Когда утром об этом узнала тюрьма, многие предлагали устроить общую забастовку и об этом делали сигналы в форточки. Но люди были везде разные и по-разному предлагали выразить свой протест и, конечно, в условиях тюрьмы не сумели сговориться. Одни говорили, что надо отказаться от работы, другие — от обеда, третьи — не встать при проверке, и, конечно, ни на чем не решили и никакого протеста не оказали, так как надо всем этим, хотя и законным негодованием, стоял страх перед ГПУ и возможными репрессиями уже для всей тюрьмы. Конечно, будь то уголовная тюрьма с осужденными на сроки, такая забастовка непременно бы состоялась, так как уголовным рисковать было бы нечем, срока не прибавят. Здесь же все были административно-гонимые, которым при оставлении для работы в Бутырской тюрьме было обещано досрочное освобождение за хорошую работу и поведение, и каждый понимал, что участие в такой забастовке не пройдет ему даром и сильно удлинит его срок тюрьмы. Но обида и оскорбление были тяжкие, которые долго не могли забыться. И любопытно, что это оскорбление чувствовали не только верующие, но и неверующие и даже иноверцы.
— Ведь это же звериное идиотство, — возмущался Сарханов, — нашу Персию считают полудикой и некультурной, а я вам ручаюсь головой, что в нашей стране так над людьми не издеваются, у нас могут скорее убить, засудить, а над чужой верой не издеваются! У нас все религии уважаются и защищаются законом!
— А вы мне внушаете интерес к литературе, к наукам, — говорил тоскливо Митаев, — ну разве это не есть доказательство, что все людские выдумки и сами они не стоят гроша, а тем более внимания! Мы, говорят, строим новое государство, а сами безбожники и изуверы, какое от них добро будет, когда они умеют только травить людей, с ними не согласных, и всячески над ними издеваться!
Но больнее всех переносил этот позор 48-й камеры Андрей Андреич Барановский. Мирный по характеру и благородный по душе, он не мог даже подобрать таких слов, которыми бы полнее и понятнее для других он мог выразить свое горе и протест. Он несколько дней лежал на койке и не ходил даже на прогулку. Лежал с открытыми глазами и безучастно смотрел вверх, стараясь совсем никого не замечать и ничем не интересоваться.
— Полно вам меланхолию разводить, — подступал к нему Кудрявцев, чего доброго с ума сойдете! Ну и ладно, обидели попов, и все пройдет и перемелется.

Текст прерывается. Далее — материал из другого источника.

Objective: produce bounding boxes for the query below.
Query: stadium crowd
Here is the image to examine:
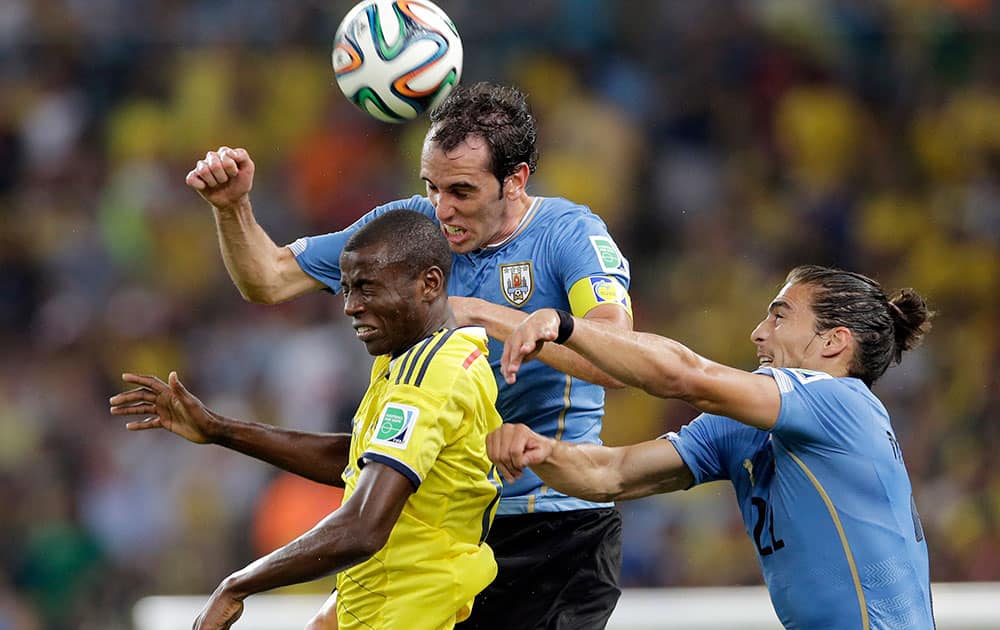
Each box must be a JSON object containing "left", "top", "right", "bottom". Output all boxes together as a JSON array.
[{"left": 1, "top": 1, "right": 998, "bottom": 627}]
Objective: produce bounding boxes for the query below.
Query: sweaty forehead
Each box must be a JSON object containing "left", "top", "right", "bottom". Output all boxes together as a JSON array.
[
  {"left": 340, "top": 245, "right": 400, "bottom": 277},
  {"left": 421, "top": 137, "right": 490, "bottom": 173}
]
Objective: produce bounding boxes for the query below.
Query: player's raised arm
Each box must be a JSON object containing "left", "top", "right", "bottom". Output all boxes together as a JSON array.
[
  {"left": 502, "top": 309, "right": 782, "bottom": 430},
  {"left": 110, "top": 372, "right": 350, "bottom": 486},
  {"left": 487, "top": 423, "right": 693, "bottom": 501},
  {"left": 186, "top": 146, "right": 323, "bottom": 304}
]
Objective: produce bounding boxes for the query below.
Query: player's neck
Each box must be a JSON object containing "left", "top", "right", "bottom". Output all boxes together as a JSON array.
[{"left": 485, "top": 195, "right": 534, "bottom": 248}]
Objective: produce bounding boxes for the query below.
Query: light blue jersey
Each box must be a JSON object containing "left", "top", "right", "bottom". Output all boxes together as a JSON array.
[
  {"left": 666, "top": 367, "right": 934, "bottom": 629},
  {"left": 289, "top": 195, "right": 632, "bottom": 514}
]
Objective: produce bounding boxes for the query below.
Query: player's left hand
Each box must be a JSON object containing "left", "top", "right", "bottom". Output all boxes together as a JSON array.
[
  {"left": 193, "top": 586, "right": 245, "bottom": 630},
  {"left": 501, "top": 308, "right": 561, "bottom": 384}
]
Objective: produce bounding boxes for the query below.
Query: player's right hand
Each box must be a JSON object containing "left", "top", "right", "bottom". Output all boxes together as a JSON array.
[
  {"left": 501, "top": 308, "right": 561, "bottom": 384},
  {"left": 486, "top": 424, "right": 554, "bottom": 483},
  {"left": 109, "top": 372, "right": 217, "bottom": 444},
  {"left": 186, "top": 146, "right": 255, "bottom": 211}
]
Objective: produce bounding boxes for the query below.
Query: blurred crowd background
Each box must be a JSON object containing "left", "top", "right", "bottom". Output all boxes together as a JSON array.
[{"left": 2, "top": 0, "right": 999, "bottom": 627}]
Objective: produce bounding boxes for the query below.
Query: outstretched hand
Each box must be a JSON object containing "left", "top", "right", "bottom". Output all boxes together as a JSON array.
[
  {"left": 486, "top": 424, "right": 554, "bottom": 483},
  {"left": 193, "top": 585, "right": 244, "bottom": 630},
  {"left": 501, "top": 308, "right": 562, "bottom": 384},
  {"left": 109, "top": 372, "right": 217, "bottom": 444},
  {"left": 186, "top": 146, "right": 255, "bottom": 211}
]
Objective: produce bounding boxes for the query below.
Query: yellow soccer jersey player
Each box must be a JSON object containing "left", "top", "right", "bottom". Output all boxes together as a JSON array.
[
  {"left": 337, "top": 326, "right": 503, "bottom": 630},
  {"left": 112, "top": 211, "right": 503, "bottom": 630}
]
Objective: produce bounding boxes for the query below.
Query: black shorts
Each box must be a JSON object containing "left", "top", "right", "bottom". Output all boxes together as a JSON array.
[{"left": 457, "top": 507, "right": 622, "bottom": 630}]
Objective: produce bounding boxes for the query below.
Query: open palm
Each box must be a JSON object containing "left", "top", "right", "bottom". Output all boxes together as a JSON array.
[{"left": 109, "top": 372, "right": 215, "bottom": 444}]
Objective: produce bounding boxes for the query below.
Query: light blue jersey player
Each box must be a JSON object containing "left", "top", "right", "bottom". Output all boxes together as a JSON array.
[
  {"left": 665, "top": 367, "right": 933, "bottom": 628},
  {"left": 491, "top": 265, "right": 936, "bottom": 629},
  {"left": 289, "top": 194, "right": 632, "bottom": 514},
  {"left": 185, "top": 83, "right": 635, "bottom": 629}
]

Мы и сами не меньше их обижены, не вешаться же теперь от горя! Митаев ходит — тоску наводит, как курица мокрая, а тут еще и от вас слова не добьешься! Ну, выругайтесь матом, похулите черта, авось и пройдет!
— Я второй раз иду в Соловки и так не мучился за свои аресты, как сейчас, — говорил Барановский печально. — Борьбу я понимаю, но с таким бесцельным и жестоким издевательством над христианскою верой не могу помириться! Зачем это? Разве и без того священники не обижены и не ошельмованы? Ведь через них же епископы получали передачи, а здесь надо было все это отобрать и их так унизить…
— Я вас понимаю, — отозвался Николаев, — вы хотите сказать, что христианские епископы в тюрьме ничем не заслужили, чтобы полуголыми дрожать ночь на холодном коридоре и стучать зубами вместо того, чтобы петь хвалу воскресшему Господу и хоть сколько-нибудь порадовать тоскующих людей!
Барановский молча кивнул головой в знак согласия.
— Правильно, да, правильно, — грубо подтвердил и Виго, но правильно и то, что мы — мужчины, и при любых условиях не должны впадать в мерохлюндию.
— Ну вы-то — лев! — насмешливо сказал Кудрявцев. — Но даже и львы не могут требовать, чтобы все прочие зверюшки сделались львами.